There is also a common belief that the structure of Iraqi society acts as a restraint on tensions boiling over, with its long traditions of intermarriage between Shias and Sunnis and different tribes.

However, history shows that a devastating internal conflict can still happen even if most of the country is unaffected.

At least 50,000 people died when Afghanistan descended into civil war in the early 1990s after the Soviet withdrawal, and the fighting was almost totally focused on the capital Kabul.

Intermarriage between different groups, although less common than in Iraq, made little difference in Afghanistan.

It is in Baghdad, with its mix of different communities, that the risk of all-out sectarian conflict is seen as highest. And if the capital is involved, that inevitably affects the whole country.

Fear

But the impact of sectarian tension is starting to be felt nationwide, with growing numbers of Sunnis or Shias leaving parts of the capital where they are in a minority.

I never used to think about whether my neighbours are Sunni or Shia. But after Samarra everything changed
Shia resident of Baghdad

Almost 11,000 families have now fled their homes since the bombing of the Samarra shrine, according to figures from the Iraqi ministry of displacement and migration.
Most move in with relatives or friends in areas where they feel safer, but many are going to camps run by the Red Crescent.

Some of these people have left their homes after being directly threatened, or after relatives have been killed.

"I never used to think about whether my neighbours are Sunni or Shia, even three months ago," said one Shia resident of Baghdad who has decided to move in with relatives in another part of the city.

"But after Samarra everything changed."

'Infrastructure of civil war'

It is this movement of people that is one reason why Toby Dodge says he has changed his view of the situation in Iraq.

He points to four indicators which have led him to conclude that the country is descending into civil war.

There is a "collapse in the authority of the central government", he says, accompanied by a rise in the power of local militias involved in sectarian violence.
Particularly worrying, Mr Dodge argues, is the increased "transfers of population" or displacement in recent weeks and increased evidence of "state institutions such as the police dividing along sectarian lines".

There has been concern for some time that police units under the control of the interior ministry have been infiltrated by Shia militias who are carrying out sectarian killings under official cover - a charge the interior minister has strongly denied.

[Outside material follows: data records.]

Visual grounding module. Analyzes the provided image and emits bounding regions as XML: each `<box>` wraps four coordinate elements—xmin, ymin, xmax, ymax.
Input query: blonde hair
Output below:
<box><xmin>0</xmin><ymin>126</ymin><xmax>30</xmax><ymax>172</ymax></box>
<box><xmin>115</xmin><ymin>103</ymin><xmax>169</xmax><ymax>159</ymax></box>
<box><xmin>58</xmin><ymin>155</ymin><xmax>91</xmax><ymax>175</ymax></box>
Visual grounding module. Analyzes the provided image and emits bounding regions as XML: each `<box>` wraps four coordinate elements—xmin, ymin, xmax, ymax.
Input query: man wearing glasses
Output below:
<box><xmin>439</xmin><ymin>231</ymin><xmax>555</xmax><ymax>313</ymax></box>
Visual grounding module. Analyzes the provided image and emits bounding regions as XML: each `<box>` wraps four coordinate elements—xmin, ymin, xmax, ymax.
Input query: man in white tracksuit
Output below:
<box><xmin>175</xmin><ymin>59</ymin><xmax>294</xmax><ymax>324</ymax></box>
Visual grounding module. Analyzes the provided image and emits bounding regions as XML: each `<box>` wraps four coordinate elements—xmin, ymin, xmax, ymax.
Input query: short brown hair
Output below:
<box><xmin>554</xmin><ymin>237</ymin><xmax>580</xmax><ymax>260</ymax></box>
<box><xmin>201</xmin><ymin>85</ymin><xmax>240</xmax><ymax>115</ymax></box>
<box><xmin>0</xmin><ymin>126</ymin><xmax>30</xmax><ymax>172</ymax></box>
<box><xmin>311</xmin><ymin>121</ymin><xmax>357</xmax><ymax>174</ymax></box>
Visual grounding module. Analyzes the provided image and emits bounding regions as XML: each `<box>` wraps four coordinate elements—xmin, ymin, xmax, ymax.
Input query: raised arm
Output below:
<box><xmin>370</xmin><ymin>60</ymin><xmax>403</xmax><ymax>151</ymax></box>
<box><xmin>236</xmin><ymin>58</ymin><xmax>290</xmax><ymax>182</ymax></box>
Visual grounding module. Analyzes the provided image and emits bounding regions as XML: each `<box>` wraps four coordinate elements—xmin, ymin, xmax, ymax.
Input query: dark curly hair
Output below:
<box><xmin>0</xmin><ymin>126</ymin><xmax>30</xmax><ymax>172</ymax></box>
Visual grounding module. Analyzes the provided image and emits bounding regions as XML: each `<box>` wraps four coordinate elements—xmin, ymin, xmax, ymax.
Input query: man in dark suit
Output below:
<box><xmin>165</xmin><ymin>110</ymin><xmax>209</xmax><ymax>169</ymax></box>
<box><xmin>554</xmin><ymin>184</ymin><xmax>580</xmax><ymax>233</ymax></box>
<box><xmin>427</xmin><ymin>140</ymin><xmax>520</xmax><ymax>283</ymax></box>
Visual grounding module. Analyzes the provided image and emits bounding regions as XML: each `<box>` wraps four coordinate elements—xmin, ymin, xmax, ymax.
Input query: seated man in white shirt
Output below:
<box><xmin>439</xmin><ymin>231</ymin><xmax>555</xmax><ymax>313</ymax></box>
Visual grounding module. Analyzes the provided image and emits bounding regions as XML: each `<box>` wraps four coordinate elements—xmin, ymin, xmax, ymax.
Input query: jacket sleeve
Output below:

But the Americans have recently been focusing attention on the activities of militias.

The insurgency is increasingly driven by sectarian and ethnic struggles, rather than national movements and causes
Anthony Cordesman
Centre for Strategic and International Studies

Without actually naming any groups, the US ambassador Zalmay Khalilzad called them "the infrastructure of a civil war" in a recent BBC interview and said they would have to be disbanded at some point.
Some say it does not matter what you call the current situation in Iraq.

"There is no clear or meaningful difference between insurgency and civil war, or between national terrorism and civil war for that matter," argues Anthony Cordesman, the influential Iraq expert at Washington's Centre for Strategic and International Studies.

But he goes on to say that Iraq's insurgency has evolved "in ways that increase the risk of intense or full-scale civil war.

"It is increasingly driven by sectarian and ethnic struggles, rather than national movements and causes."

The real concern, says Toby Dodge, is that once the dynamics of a civil war are set loose, they are very difficult to reverse.

"Only a government can do that, and there is no sign that is imminent."